Актриса грубо, низко засмеялась и выключила верхний свет. Зыбкий, расплывчатый полумрак завладел гостиной, невесть откуда взялись живые шевелящиеся тени, потолок тоже обрел глубину, и там уселись за пиршественный стол непонятные взлохмаченные бесплотные существа; дух внезапного единенья и участия, еще слабый, тщедушный, родился в жаркой комнате, напитанной спорами, неутоленным тщеславием, духами, едой и желчью. Замечали ли вы, что порою бесстрастный электрический свет удручает нас невыносимо, заливая тоскою, и тогда хочется тут же стряхнуть с себя оцепенение; это наша натура томится по живому пламени, откуда на свет божий явилось все живое и со временем уйдет обратно. Только подвижный, колеблющийся, исполненный страсти и значенья свет, рожденный иль ночным костром, иль домашним очагом, крохотной керосиновой пиликалкой иль лучиною, вылепливает истинные обличья, выталкивая напоказ порочное, мелкое и суетное, что затаилось в наших грудных крепях; и вдруг вроде бы самое значительное лицо, обычно исполненное вальяжности, красоты и достоинства, принимает отталкивающее выражение грубостью, и напротив, скромный неприметный лик обретает словно бы когда-то утраченную прелесть и обаяние. Это творит с нашими лицами крохотное живое пламя, ничтожный огненный лепесточек, который возможно умертвить щепотью; он вызволяет на простор нашу душу. Вы пробовали спорить при свечах, когда всякое громкое слово кажется неискренним? Вам скорее всего захочется легко грустить, танцевать, петь и влюбляться…
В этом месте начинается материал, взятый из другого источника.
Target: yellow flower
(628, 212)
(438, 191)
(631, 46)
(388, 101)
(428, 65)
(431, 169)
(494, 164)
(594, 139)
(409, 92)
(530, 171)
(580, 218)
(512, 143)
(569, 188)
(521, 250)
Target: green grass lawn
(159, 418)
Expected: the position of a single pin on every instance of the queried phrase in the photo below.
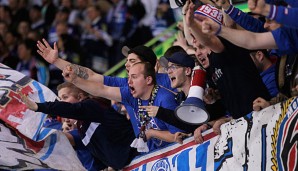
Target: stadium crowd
(250, 60)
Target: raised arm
(280, 14)
(92, 87)
(51, 56)
(195, 27)
(242, 38)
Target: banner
(264, 140)
(24, 143)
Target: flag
(264, 140)
(24, 142)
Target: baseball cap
(181, 58)
(145, 53)
(211, 12)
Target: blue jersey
(286, 40)
(165, 99)
(284, 15)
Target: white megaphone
(192, 110)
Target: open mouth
(173, 79)
(132, 90)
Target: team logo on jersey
(161, 165)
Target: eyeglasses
(172, 68)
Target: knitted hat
(145, 53)
(211, 12)
(182, 59)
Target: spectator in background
(34, 35)
(48, 12)
(23, 29)
(141, 15)
(11, 39)
(19, 13)
(101, 130)
(37, 21)
(29, 65)
(5, 15)
(6, 57)
(95, 40)
(164, 18)
(116, 19)
(3, 28)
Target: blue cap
(182, 58)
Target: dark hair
(149, 70)
(173, 49)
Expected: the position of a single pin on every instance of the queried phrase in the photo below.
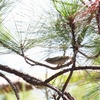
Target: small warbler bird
(59, 60)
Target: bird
(59, 60)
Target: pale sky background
(27, 11)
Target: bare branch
(68, 70)
(31, 80)
(12, 85)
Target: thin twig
(12, 85)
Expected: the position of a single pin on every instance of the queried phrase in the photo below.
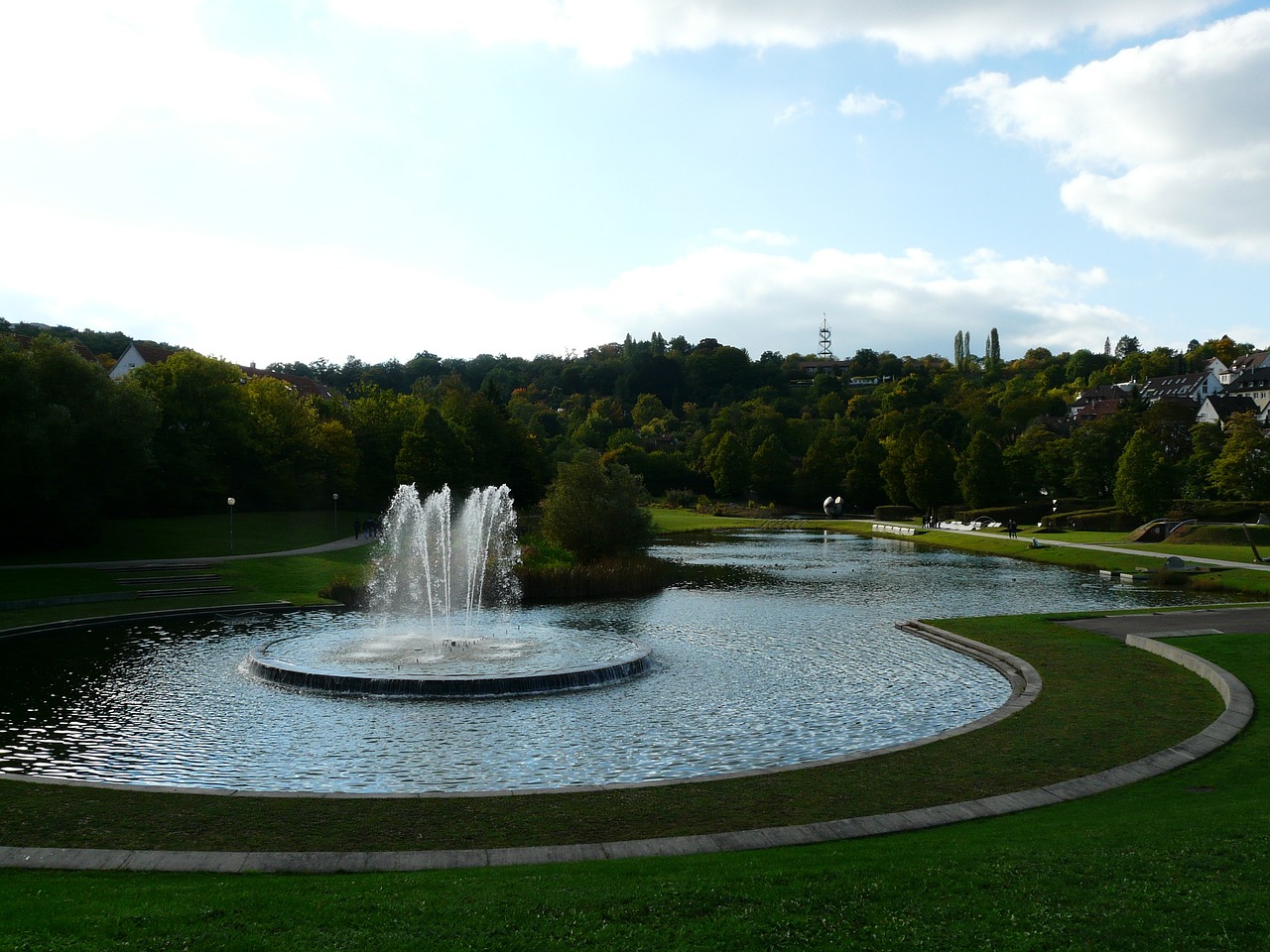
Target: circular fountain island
(444, 620)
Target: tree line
(690, 420)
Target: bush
(681, 498)
(1092, 521)
(595, 511)
(352, 594)
(1218, 511)
(1023, 513)
(894, 513)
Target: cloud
(794, 111)
(70, 68)
(753, 236)
(869, 104)
(910, 303)
(1169, 141)
(613, 33)
(258, 302)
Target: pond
(785, 655)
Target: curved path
(1236, 715)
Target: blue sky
(376, 178)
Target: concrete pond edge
(1025, 685)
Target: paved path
(1233, 719)
(340, 543)
(1046, 540)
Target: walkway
(1233, 719)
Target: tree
(202, 447)
(980, 472)
(1206, 440)
(434, 456)
(729, 467)
(1242, 468)
(771, 470)
(76, 444)
(930, 472)
(1144, 477)
(595, 511)
(1095, 452)
(1127, 345)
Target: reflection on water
(797, 661)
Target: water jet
(444, 621)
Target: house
(141, 354)
(1220, 408)
(1257, 361)
(1183, 386)
(1255, 385)
(1101, 400)
(1097, 409)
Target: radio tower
(826, 343)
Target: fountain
(444, 620)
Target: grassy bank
(1134, 703)
(1176, 862)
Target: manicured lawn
(202, 536)
(1178, 862)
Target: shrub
(1218, 511)
(1092, 521)
(681, 498)
(894, 513)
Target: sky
(321, 179)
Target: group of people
(371, 527)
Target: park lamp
(231, 502)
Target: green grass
(1096, 689)
(1178, 862)
(674, 521)
(199, 537)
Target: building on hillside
(1183, 386)
(1239, 366)
(1101, 400)
(1220, 408)
(1255, 385)
(141, 354)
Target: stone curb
(1236, 716)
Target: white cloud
(1169, 141)
(910, 303)
(72, 67)
(794, 111)
(613, 32)
(869, 104)
(753, 236)
(255, 302)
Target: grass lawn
(1178, 862)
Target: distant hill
(112, 343)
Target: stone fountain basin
(403, 660)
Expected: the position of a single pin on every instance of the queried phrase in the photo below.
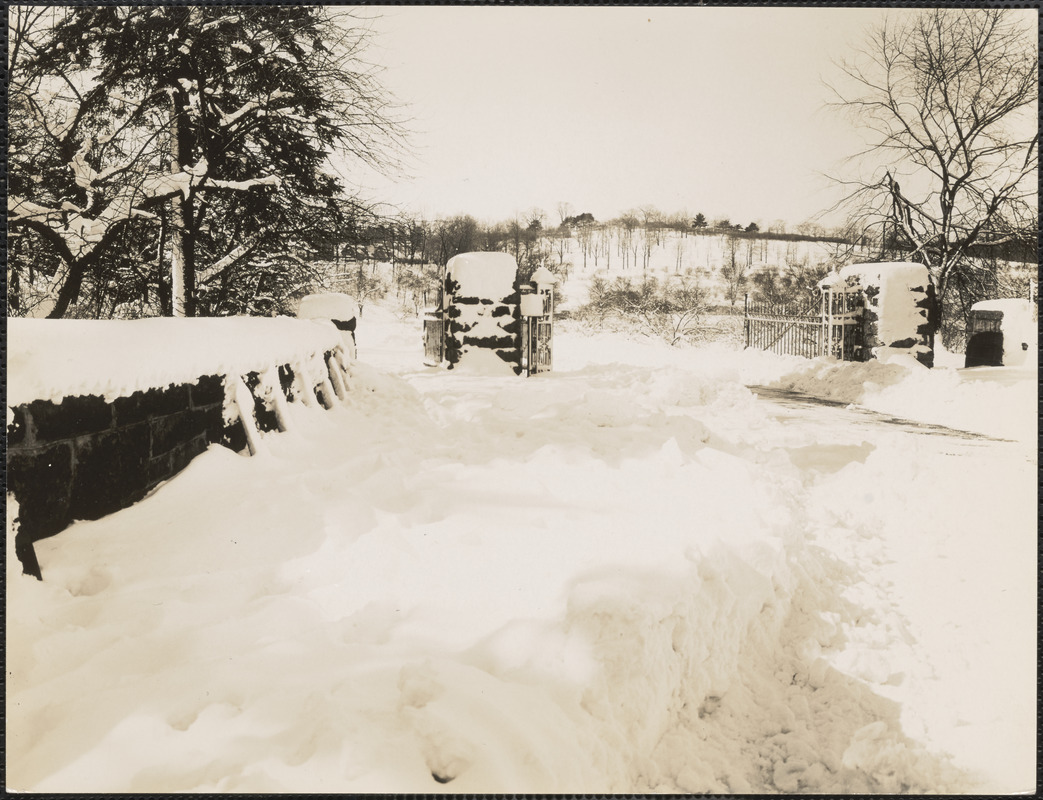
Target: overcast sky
(719, 111)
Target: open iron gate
(835, 330)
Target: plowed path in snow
(940, 525)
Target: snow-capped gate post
(481, 313)
(898, 309)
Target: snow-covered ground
(629, 575)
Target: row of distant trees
(175, 160)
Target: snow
(51, 359)
(544, 276)
(628, 575)
(483, 274)
(329, 306)
(998, 403)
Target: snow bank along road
(630, 575)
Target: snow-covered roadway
(629, 575)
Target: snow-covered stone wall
(99, 413)
(482, 304)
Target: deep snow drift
(628, 575)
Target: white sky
(719, 111)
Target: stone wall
(87, 457)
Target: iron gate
(834, 330)
(434, 339)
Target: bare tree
(734, 271)
(949, 99)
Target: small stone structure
(897, 308)
(1000, 333)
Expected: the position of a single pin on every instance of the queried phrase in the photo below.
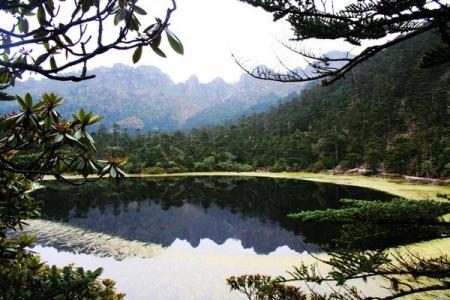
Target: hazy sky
(211, 30)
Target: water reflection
(162, 211)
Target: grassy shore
(398, 187)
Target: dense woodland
(387, 115)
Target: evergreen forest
(388, 115)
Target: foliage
(390, 117)
(408, 272)
(25, 276)
(36, 141)
(39, 35)
(263, 287)
(355, 23)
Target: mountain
(388, 114)
(146, 98)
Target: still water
(180, 238)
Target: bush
(153, 170)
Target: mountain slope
(146, 98)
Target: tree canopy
(36, 140)
(36, 32)
(355, 23)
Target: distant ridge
(146, 98)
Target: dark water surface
(181, 237)
(252, 210)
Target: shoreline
(398, 187)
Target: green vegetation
(366, 225)
(389, 116)
(36, 140)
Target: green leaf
(157, 50)
(53, 62)
(175, 42)
(67, 39)
(23, 25)
(41, 15)
(139, 10)
(119, 16)
(137, 54)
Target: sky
(213, 30)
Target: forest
(65, 193)
(388, 116)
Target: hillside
(146, 98)
(388, 114)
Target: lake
(181, 237)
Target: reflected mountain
(251, 210)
– Веселья хочу, веселья! – вскричала актриса, подскочила к цыгану, взлохматила его голову, поцеловала в иссиня-черную макушку; Миша Панин запрокинул смуглое красивое лицо, влажными карими глазами сразу насулил тоскующей женщине предстоящих блаженств, ловко поймал ее по-мужски широкую толстопалую ладонь и, сладко зажмурившись, чмокнул. – Мишенька, что-то затосковалось совсем. Тряхни стариной, дружочек. К Яру-то не попасть, так здесь тряхнем стариною, а? Ну что мы набычились, как казенные подневольные люди!
Цыганская вдова Катя Панина с янтарной вязкой на рыхловатой низкой шее слегка улыбнулась, не теряя надменности и достоинства, едва заметно кивнула, дала знак. Миша сразу рассиялся, рассветился лицом, словно бы в груди зажгли тысячеваттную лампу, и две свечечки, маслянисто-желтые, встали торчком в его горячих глазах.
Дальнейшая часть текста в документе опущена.